The planet Venus will pass in front of the sun next week in a rare astronomical phenomenon. The transit will be visible from most parts of the Earth as a small black dot moving across the face of the sun. For most humans currently alive, this will be the last chance to see the planetary event which is predicted to next recur in 2117.
Our sister planet Venus will be exactly aligned between Earth and the Sun for 6 hours and 40 minutes starting at 6:04pm Eastern Daylight Time on Tuesday 5th June. Viewers in North and South American will be able to see the first few hours of its journey across the face of the sun. Europeans will catch the last moments of the transit after the sun rises on Wednesday morning there. The whole spectacle will only be visible during daylight hours to some places in Australia and East Asia.

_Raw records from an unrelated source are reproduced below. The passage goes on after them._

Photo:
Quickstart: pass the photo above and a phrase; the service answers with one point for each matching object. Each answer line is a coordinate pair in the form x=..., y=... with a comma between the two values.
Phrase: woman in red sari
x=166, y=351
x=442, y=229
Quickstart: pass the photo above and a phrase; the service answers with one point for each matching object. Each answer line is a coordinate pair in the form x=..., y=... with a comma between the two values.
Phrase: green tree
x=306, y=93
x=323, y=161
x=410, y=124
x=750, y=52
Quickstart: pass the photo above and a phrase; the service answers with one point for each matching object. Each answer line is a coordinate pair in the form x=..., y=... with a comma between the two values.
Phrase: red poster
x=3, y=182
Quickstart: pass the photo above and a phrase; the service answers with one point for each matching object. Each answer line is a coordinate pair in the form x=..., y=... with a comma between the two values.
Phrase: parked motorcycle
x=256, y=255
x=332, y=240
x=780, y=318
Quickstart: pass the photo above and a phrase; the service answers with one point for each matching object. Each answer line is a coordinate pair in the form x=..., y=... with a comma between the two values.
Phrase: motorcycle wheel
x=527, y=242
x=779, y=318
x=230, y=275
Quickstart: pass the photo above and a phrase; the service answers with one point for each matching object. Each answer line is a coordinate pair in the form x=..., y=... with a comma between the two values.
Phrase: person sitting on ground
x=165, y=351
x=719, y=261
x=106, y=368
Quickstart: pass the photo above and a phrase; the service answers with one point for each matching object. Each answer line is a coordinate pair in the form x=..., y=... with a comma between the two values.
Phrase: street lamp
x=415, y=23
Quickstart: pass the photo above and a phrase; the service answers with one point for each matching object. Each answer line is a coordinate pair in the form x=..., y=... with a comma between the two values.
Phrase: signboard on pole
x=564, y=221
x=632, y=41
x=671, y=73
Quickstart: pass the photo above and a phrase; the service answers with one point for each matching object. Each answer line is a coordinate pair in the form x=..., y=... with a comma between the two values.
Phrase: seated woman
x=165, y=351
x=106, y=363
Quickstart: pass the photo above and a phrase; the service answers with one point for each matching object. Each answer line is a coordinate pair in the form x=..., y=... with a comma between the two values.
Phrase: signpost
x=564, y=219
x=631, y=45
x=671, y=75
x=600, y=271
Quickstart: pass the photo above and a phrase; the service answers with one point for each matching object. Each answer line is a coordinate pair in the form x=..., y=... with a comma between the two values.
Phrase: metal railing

The transit of Venus is much rarer than solar or lunar eclipse, having happened only 7 times since the invention of the telescope. Pairs of transits occur 8 years apart, but with roughly 130 years between pairs. So the last transit was in 2004, but before that none had taken place since 1872 and 1884. The next pair will be 2117 and 2125.
Astrologers consider Venus, similar to the Earth in size, weight and gravity, to be one of the most important planets, and this event is being closely watched. “On the surface of it, together the Sun and Venus mean something very successful and powerful, but on this occasion they might just SAVE THE PLANET!” said British astrologer Alison Chester Lambert. She pointed out that previous Venus transits had taken place during times of revolution and upheaval, “We are heading for a Spiritual Revolution by the looks of it.”
Opthalmological associations have issued reminders of the dangers of looking straight into the sun. As with eclipses, it is extremely dangerous to observe this phenomenon directly without eye protection. The best ways of looking at the transit are indirectly using a pinhole camera or with professional eye protection such as high strength welder’s goggles or a telescope fitted with a proper filter.